Angesichts klammer Kassen und nicht genehmigtem Haushalt soll der Nothilfefonds Vorpommern 3.500 Euro für den Jahresempfang der Hansestadt Anklam bereitstellen. Leserin Anette Oelschlägel-Wendtlandt hat dazu eine klare Meinung: „Jeder Bürger weiß, wenn kein Geld in der Kasse ist, muss man Prioritäten setzen. Sparsam mit dem Haushaltsgeld umgehen oder verzichten.“ Sie fragt, warum eine so große Veranstaltung für die Ehrung der Bürgerinnen und Bürger nötig sei.

Ehrenamt aus Überzeugung

Oelschlägel-Wendtlandt betont, dass Ehrenamt aus Überzeugung geleistet werde und nicht für eine Auszeichnung. Sie verweist auf die Ehrung langjähriger Blutspender beim DRK, die in kleinem Rahmen mit Kaffee und Kuchen stattfinde. „Es muss nicht jedes Jahr jemand für sein Ehrenamt geehrt werden“, so die Leserin. Eine ehrenamtliche Tätigkeit sei freiwillig und werde mit Herz und Liebe gemacht – nicht für eine Ehrennadel.

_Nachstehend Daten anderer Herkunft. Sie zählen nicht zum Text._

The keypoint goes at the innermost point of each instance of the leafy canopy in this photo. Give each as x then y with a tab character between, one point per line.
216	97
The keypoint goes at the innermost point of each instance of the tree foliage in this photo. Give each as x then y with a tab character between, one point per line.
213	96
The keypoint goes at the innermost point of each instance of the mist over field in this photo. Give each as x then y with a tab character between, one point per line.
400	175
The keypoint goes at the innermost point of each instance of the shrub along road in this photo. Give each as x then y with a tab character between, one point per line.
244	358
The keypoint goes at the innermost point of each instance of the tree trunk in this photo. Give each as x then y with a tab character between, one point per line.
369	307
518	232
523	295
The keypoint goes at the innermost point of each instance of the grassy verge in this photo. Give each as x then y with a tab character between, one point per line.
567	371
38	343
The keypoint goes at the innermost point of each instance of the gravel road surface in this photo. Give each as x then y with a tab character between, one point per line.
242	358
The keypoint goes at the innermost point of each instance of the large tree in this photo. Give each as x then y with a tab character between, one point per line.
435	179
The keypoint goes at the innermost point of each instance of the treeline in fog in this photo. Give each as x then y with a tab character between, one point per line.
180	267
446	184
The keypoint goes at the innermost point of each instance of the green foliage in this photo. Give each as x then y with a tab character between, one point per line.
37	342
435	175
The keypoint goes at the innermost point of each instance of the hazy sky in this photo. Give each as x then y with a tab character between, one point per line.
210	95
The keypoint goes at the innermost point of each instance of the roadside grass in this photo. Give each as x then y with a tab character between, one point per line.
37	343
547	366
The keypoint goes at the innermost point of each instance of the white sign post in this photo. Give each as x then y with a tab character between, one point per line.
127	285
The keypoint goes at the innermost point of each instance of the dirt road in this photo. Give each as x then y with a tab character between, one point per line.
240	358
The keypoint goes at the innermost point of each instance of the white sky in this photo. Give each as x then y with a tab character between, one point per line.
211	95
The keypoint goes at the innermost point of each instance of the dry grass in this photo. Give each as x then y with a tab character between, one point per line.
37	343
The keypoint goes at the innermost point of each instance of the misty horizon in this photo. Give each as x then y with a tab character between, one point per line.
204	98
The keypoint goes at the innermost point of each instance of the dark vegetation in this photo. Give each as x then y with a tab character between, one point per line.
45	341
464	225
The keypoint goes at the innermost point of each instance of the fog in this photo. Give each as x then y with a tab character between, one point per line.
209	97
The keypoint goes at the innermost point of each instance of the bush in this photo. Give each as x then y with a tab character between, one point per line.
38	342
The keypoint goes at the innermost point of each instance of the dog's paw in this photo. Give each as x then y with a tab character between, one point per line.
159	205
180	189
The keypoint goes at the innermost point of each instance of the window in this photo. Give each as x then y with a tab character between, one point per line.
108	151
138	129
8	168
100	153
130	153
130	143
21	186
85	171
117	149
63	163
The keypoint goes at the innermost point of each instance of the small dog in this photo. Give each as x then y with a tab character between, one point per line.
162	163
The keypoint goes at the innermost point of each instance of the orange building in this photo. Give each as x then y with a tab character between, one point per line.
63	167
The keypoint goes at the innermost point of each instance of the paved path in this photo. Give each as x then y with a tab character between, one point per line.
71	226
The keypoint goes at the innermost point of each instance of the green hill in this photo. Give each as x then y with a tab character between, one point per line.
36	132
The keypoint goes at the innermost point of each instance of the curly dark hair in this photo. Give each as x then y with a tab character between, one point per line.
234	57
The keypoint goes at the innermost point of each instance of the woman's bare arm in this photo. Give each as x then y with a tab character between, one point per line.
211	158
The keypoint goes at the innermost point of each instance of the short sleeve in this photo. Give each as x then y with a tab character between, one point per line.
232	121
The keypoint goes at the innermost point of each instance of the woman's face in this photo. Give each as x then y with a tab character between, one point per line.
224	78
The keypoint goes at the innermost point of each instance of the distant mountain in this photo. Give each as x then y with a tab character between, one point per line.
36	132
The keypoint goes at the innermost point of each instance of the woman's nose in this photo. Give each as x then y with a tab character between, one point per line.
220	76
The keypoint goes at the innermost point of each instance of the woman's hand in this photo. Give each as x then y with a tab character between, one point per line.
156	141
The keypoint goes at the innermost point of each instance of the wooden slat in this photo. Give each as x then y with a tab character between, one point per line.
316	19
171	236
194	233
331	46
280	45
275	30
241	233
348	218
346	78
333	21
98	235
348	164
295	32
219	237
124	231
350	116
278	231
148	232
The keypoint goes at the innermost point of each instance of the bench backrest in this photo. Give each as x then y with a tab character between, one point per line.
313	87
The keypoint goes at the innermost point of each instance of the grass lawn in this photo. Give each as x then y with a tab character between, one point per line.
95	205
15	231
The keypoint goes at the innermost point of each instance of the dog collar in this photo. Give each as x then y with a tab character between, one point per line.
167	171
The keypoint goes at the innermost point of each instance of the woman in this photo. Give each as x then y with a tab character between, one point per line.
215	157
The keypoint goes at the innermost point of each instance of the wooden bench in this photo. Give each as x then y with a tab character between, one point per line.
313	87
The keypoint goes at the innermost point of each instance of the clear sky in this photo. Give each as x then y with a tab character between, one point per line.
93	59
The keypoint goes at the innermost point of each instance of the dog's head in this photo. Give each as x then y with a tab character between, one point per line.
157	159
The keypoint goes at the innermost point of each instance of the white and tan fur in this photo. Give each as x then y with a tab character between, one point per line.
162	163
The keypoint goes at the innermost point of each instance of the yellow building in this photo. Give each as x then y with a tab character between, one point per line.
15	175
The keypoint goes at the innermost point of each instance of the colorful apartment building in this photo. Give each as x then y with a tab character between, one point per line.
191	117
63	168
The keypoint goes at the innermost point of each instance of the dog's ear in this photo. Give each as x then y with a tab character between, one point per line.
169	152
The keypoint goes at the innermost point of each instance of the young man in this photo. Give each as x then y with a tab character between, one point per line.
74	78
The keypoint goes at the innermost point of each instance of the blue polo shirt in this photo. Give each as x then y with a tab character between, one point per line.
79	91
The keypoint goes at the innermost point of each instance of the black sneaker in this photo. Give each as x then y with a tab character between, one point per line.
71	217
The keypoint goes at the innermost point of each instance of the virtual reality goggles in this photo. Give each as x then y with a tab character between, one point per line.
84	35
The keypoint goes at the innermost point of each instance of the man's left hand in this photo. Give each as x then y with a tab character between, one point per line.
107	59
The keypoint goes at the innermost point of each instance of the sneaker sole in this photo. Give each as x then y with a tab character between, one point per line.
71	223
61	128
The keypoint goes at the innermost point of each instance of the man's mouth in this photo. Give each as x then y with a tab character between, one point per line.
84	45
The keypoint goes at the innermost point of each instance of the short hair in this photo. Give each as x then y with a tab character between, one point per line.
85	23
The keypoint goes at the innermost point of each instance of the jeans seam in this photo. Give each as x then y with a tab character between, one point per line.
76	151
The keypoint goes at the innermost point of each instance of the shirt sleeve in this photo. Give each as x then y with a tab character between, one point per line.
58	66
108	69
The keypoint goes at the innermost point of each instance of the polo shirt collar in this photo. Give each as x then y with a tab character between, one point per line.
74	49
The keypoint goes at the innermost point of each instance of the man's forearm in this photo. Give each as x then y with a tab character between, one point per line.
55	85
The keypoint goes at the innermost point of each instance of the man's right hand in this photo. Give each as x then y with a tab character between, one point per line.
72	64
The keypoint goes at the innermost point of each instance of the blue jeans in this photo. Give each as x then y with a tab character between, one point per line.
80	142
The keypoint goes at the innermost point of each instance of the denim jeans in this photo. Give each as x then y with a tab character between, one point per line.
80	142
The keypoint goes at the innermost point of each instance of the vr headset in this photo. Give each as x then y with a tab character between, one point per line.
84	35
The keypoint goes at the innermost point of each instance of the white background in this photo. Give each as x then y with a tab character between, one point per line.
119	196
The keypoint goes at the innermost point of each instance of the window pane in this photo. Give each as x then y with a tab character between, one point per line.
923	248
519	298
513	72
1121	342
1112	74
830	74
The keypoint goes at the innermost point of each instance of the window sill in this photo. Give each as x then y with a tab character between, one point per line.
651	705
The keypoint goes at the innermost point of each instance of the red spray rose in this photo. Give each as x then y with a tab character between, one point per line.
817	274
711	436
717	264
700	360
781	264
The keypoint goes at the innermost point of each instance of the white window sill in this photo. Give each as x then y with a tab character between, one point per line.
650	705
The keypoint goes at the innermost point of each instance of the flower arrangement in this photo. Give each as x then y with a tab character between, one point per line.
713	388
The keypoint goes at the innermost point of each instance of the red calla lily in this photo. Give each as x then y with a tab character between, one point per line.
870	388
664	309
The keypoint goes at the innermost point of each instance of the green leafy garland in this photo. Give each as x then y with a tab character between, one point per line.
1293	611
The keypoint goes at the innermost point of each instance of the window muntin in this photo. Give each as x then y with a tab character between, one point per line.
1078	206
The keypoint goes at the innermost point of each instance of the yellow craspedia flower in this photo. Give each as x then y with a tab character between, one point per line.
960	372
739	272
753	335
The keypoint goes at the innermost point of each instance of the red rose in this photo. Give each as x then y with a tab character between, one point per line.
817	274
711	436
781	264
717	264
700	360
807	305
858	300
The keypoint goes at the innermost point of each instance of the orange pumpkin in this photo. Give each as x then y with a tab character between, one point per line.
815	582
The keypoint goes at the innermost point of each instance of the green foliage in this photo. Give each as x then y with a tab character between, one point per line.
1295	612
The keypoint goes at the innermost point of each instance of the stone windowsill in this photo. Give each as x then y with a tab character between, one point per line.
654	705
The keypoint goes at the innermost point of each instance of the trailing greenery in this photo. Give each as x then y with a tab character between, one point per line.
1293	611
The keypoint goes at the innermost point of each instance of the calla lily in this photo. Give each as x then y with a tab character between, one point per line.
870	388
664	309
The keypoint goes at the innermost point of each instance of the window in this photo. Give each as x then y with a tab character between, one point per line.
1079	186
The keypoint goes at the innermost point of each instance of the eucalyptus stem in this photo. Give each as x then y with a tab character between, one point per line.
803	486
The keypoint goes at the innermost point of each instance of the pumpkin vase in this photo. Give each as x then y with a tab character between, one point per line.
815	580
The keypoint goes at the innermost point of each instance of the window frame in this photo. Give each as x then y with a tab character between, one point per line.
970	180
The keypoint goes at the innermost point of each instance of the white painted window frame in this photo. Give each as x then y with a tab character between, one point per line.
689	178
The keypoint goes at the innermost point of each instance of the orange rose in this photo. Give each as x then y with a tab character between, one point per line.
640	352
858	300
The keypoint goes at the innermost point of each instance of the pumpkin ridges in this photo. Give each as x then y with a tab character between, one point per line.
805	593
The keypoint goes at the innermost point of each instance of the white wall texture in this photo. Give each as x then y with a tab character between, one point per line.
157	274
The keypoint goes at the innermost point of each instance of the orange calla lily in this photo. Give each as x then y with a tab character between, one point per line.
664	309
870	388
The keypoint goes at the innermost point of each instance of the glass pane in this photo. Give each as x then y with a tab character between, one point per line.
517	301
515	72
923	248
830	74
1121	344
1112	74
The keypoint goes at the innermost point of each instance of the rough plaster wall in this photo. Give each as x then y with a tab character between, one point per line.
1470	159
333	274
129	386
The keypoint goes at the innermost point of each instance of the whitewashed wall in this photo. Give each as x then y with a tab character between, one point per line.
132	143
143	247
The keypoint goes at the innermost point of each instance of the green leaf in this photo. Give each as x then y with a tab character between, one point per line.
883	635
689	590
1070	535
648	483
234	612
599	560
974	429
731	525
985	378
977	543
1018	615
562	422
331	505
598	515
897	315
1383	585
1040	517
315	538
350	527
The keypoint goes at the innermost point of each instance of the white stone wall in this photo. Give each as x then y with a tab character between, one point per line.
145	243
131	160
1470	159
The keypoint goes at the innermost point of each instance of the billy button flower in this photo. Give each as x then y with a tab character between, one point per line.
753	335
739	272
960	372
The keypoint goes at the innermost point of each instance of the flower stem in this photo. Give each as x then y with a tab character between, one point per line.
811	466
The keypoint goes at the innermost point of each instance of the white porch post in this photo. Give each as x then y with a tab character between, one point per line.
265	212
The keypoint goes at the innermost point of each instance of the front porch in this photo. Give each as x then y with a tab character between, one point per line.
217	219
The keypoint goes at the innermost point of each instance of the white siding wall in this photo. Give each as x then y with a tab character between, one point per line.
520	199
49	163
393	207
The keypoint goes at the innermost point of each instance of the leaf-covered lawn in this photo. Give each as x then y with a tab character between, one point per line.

Erfahrung als Schwimmtrainerin

Die Leserin ist selbst ehrenamtliche Schwimmtrainerin bei den Anklamer Peenerobben. Sie trägt dazu bei, dass Kinder das Schwimmen erlernen und durch regelmäßiges Training festigen. „Ich freue mich über jedes Kind, was die Angst vorm Wasser verloren hat, anschließend das Seepferdchen erreicht und sicher schwimmen kann.“ Die lachenden Kinderaugen beim Erreichen des Seepferdchens könne keine Ehrung übertreffen.

Diese Momente seien unvergesslich und für sie viel mehr wert als eine Auszeichnung. Das Geld für die Feier könnte sinnvoller für einkommensschwächere Menschen genutzt werden, etwa für Kinder, ältere Menschen und Menschen mit Behinderung.